People like you try to twist that into 'Justices run amok', because you lack the moral understanding to tell the difference between the important moral aspect in such decisions, and the Justices simply ignoring the constitution and doind whatever they want. And so you cling to your narrow interpretations and take pride in your 'toughness' to be willing to (let others) pay the price for your narrow interpretations.
Another example is the right to birth control. There's no spefici right in the constitution to the right to those pills, and people like you can easily interpret the constotution to rule that way - which just happens to coincide with the personal morality of many of the judges who follow that ideology. But judges with a better sense of the nature of freedom looked at the constitution and found an interpretation which allowed for personal rights and freedom, a 'right to privacy', and ruled accordingly and controversially.
You understand the idea justices who ignore the constitution to be 'activists', but you fail to understand the opposite - the justices whose narrow interpretations ignore the constitution's instructions not to be so narrow. There are places the constitution *directs* a broader interpretation of the rights of the people - but lacking black and white words, the activists on your side ignore the constitution's instructions and its 'spirit' in chooseing the narrow interpretations.
You benefit from the great Justices who have used interpretations that give you more freedoms, even while you happily will deny others rights, to say you're 'tough' on it.
Is our society better off with the Court saying separate but legal is not allowed, that you have the right to birth control, that gay sex cannot be criminalized (as of 2003)?
I suspect you wanting to race to your straw man and say 'who cares if society benefits, the law is what matters'.
Are you going to deny that the constitution in its brief guidance has only one black and white interpretation for every one of millions of speciic issues that arise?
That's clearly not the case. Whichever side you choose, you are making a *choice* to pick one interpretation or another that says more about your ideology thatn the cosntitution.
Some people like specifc rules, and they are the ones more likely to want to claim the constitution is such a black and white document - however much they have to ignore its actual words to do so. The simple fact is IMO that you have a weakness that leads you to misinterpret the constitution and agree with rulings bad for the people of the nation.
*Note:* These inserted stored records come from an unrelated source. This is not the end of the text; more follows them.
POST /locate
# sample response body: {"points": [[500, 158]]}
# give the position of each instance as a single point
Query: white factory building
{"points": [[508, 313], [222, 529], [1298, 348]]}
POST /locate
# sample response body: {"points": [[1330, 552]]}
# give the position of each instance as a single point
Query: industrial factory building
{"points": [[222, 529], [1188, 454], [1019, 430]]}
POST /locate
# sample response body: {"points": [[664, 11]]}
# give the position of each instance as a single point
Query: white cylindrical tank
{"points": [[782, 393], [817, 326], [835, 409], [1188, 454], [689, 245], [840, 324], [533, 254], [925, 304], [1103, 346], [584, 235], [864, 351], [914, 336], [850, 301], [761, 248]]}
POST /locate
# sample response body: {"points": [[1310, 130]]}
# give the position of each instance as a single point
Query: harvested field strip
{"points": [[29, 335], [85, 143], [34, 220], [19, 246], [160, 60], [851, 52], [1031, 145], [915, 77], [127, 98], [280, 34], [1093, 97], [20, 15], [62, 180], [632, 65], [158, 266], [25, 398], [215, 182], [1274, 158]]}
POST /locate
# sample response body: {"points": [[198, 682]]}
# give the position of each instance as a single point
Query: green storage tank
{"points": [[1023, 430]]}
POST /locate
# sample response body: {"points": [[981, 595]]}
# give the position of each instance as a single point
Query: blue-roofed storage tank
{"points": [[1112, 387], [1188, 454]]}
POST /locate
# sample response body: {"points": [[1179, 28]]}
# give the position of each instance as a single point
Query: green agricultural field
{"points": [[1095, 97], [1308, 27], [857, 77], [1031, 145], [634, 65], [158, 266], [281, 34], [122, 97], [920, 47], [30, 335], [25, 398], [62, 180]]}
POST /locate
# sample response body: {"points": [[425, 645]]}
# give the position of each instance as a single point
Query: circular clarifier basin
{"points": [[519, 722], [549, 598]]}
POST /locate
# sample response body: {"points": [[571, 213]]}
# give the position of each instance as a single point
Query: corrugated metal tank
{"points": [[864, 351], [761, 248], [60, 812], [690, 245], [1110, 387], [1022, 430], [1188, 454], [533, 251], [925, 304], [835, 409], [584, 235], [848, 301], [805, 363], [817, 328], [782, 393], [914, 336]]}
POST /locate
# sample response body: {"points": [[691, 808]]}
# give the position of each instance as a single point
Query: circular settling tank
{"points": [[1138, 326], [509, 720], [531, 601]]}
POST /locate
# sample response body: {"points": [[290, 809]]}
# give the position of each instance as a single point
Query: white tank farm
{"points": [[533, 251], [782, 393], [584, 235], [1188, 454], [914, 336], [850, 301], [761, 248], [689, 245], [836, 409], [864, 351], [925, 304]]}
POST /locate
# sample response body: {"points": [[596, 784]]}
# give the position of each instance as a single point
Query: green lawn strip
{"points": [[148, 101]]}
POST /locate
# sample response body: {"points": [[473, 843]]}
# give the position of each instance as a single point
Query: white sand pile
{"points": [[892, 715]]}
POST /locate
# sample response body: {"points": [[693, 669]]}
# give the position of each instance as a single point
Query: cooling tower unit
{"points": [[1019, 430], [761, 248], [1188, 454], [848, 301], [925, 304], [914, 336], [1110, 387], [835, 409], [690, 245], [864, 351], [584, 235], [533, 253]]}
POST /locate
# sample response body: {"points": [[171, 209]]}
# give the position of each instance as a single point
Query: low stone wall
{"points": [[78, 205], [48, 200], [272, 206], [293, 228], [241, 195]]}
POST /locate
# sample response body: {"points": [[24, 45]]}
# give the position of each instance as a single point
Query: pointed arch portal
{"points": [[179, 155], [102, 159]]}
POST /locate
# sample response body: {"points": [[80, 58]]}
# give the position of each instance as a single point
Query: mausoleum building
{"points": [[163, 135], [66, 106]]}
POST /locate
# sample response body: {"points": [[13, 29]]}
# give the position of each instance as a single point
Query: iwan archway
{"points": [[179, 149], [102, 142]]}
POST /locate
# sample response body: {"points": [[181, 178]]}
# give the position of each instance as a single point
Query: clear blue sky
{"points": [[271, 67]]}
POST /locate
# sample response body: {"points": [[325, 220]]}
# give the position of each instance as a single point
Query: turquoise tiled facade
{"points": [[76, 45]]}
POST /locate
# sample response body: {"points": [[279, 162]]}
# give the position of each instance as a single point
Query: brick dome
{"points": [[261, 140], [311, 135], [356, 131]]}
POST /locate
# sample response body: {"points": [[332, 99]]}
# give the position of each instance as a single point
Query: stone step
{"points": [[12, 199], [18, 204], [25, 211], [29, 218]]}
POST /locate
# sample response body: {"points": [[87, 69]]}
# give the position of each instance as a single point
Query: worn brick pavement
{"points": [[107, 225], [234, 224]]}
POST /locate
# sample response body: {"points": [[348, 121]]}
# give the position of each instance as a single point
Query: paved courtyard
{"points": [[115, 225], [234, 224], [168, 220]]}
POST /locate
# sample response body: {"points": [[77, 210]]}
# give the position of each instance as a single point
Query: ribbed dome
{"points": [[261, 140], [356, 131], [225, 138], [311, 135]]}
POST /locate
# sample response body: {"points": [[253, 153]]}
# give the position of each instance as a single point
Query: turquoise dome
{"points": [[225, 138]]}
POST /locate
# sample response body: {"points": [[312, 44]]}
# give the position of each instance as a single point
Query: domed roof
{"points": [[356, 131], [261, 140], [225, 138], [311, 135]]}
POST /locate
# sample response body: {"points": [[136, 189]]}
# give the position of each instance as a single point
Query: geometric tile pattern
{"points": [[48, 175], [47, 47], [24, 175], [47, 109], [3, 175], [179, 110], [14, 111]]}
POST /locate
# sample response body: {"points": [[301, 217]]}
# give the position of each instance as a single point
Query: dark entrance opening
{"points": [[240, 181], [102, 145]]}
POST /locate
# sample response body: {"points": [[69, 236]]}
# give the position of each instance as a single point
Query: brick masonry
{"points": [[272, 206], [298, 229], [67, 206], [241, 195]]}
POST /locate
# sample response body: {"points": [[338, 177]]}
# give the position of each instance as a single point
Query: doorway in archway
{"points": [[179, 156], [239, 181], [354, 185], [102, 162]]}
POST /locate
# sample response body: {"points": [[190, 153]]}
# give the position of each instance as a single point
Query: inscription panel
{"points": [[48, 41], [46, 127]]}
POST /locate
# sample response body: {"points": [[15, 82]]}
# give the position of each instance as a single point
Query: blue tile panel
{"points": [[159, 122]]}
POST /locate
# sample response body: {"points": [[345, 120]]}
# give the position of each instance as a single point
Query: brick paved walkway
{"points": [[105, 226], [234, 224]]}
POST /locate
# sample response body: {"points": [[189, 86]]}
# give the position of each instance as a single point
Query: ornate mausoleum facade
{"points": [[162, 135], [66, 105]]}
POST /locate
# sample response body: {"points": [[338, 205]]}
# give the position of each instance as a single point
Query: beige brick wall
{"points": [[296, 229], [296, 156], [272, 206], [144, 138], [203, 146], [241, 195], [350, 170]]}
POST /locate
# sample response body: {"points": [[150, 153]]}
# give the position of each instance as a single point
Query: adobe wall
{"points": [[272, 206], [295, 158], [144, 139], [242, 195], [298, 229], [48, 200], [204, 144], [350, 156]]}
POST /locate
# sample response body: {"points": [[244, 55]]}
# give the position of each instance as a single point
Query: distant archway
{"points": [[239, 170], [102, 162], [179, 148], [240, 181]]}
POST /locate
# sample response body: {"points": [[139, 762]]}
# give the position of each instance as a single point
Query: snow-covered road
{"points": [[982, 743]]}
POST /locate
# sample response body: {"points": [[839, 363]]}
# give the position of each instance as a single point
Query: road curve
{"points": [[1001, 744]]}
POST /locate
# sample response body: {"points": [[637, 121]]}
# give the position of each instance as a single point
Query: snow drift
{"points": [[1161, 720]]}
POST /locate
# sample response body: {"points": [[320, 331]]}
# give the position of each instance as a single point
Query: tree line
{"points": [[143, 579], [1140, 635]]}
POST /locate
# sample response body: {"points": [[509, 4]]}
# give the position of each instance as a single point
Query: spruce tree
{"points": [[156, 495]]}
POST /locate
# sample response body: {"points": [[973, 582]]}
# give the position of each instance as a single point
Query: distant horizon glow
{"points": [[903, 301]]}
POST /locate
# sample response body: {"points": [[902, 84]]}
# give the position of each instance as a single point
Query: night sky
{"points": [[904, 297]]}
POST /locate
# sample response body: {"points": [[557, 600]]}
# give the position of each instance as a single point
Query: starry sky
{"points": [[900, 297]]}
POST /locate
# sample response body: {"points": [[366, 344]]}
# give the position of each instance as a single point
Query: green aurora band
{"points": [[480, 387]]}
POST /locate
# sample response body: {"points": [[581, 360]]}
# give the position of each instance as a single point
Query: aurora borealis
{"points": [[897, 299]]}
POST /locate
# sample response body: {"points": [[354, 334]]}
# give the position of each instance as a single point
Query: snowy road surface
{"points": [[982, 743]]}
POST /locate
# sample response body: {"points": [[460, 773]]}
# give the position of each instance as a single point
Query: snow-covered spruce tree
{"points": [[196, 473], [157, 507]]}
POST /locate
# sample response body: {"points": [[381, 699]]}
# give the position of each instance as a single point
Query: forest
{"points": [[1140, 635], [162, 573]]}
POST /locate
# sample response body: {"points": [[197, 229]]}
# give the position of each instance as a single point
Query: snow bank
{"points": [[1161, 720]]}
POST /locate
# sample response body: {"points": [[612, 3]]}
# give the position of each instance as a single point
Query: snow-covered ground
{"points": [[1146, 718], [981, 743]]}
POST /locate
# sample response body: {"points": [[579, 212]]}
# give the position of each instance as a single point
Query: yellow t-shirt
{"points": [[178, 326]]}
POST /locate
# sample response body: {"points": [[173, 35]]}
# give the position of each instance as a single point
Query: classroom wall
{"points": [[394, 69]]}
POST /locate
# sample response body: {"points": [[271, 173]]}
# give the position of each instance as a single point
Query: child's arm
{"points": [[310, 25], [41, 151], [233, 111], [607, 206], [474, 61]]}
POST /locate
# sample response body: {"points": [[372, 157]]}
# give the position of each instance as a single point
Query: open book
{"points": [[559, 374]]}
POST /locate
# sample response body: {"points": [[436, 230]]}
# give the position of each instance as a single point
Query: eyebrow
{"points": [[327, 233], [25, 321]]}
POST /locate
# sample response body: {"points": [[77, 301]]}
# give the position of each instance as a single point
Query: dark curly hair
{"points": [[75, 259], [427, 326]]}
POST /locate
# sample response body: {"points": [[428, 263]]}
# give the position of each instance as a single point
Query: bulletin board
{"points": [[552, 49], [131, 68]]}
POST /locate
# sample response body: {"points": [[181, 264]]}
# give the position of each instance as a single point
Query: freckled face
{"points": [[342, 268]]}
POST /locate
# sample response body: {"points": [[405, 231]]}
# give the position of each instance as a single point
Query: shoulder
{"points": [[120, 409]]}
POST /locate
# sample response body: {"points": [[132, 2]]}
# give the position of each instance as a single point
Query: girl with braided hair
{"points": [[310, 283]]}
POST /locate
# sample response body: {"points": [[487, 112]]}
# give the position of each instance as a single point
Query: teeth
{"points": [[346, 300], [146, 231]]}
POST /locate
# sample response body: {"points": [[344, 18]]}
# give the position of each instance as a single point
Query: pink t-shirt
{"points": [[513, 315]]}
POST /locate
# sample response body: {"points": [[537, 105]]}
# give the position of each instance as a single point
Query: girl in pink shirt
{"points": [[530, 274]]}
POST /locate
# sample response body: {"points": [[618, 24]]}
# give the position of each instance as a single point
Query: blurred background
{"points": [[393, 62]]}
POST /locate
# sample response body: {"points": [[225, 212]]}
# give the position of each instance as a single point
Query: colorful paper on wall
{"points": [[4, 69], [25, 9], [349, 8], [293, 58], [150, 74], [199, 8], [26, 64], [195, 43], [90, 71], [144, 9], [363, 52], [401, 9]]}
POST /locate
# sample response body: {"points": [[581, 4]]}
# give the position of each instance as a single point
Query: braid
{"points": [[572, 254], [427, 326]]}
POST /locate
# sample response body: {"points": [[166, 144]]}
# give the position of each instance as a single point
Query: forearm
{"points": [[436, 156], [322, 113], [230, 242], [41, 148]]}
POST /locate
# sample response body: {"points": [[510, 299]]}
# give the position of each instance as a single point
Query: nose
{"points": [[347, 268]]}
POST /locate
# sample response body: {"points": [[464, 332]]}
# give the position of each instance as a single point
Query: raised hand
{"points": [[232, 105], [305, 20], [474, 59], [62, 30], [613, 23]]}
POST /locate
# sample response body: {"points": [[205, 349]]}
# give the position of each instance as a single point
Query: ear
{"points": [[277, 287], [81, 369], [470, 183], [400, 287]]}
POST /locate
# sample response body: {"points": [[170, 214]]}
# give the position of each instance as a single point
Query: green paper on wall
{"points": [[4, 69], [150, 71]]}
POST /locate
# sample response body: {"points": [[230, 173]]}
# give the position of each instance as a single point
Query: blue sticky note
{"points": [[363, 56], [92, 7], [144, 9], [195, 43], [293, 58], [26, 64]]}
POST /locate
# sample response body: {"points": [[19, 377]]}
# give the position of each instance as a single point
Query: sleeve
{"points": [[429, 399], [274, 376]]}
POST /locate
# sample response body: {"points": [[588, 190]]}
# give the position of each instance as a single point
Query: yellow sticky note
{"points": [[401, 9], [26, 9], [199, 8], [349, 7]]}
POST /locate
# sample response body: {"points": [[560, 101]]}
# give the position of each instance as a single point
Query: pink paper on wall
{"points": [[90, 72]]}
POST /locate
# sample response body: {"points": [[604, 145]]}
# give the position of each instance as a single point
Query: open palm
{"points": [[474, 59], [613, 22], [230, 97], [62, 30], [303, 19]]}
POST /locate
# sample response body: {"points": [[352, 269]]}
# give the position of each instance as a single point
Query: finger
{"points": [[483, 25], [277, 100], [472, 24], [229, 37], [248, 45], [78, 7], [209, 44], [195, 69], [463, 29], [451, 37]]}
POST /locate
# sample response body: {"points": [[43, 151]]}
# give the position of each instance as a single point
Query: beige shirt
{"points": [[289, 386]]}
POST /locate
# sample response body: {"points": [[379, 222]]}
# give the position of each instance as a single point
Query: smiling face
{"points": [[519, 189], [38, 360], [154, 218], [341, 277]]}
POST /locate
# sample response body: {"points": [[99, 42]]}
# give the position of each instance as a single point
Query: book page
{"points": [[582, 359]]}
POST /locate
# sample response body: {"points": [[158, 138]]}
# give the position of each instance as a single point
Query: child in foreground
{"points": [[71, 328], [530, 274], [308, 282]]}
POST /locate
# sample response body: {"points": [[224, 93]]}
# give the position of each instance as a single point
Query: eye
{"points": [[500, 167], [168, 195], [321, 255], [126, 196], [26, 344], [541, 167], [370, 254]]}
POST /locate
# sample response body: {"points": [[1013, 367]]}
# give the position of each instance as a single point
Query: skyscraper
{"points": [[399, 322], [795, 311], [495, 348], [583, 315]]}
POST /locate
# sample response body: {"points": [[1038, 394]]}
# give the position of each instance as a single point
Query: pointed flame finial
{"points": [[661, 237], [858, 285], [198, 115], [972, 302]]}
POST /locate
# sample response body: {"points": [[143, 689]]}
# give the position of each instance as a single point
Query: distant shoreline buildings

We want Justices who work within the consitution and subvert theit own moral views to it - but we want justices who *have* a moral sense over ones like you who lack one.
You just defended the notion of executing an innocent man in defense of putting process ahead of justice - not some constitutional principle, but simply the bureacratic 'convenience' of the courts to limit appeals - and you did not show any concern to want to look closely at the constitution and the law for the purpose of preventing the murder of an innocent person, as a moral person would, but you rather 'pride' yourself on coldly accepting the injustice, *pretending* you were defending the constitution.
Lower level judges can apply the existing precedents and the simple interpretations. Supreme Court justices need a broader sense of the larger constitutional principles.
Our freedoms rely on their moral judgement in interpreting the consittution, not their indifference to the well-being of the American people as they interpret the document.
This is where the great quaslity of an Earl Warren who dedicates himself to reduce injustice in the country, following not violating the constitution, recognizing the better interpretation of that document that obviously said nothing specific about whether the state could have segregated schools. The inconvenience the court caused by ordering the bussing of children to achieve integration was very unpopular - and it was right. People like you would happily not pursue such better interpretations, priding yourselves on being 'tough' enough to look at the injustice done to the blacks and think that you were somehow defending a good principle by 'happily' not being concerned with their suffering so you could take the simple, narrow interpretation and claim it's the only right one.
IMO, you have to choose between two bad choices to defend your position - you either are consistent and apply your ideology to cases such as the ones I named, and defend denying rights now long recognizaed by our laws and popular; or you can agree with the rulings I mentioned which are in contradiction to your stated position as you become guilty of hypcrisy, jumping on the bandwagon with the 'popular' decisions of old that required less narrow interpretations, in violation of the standard you say you support.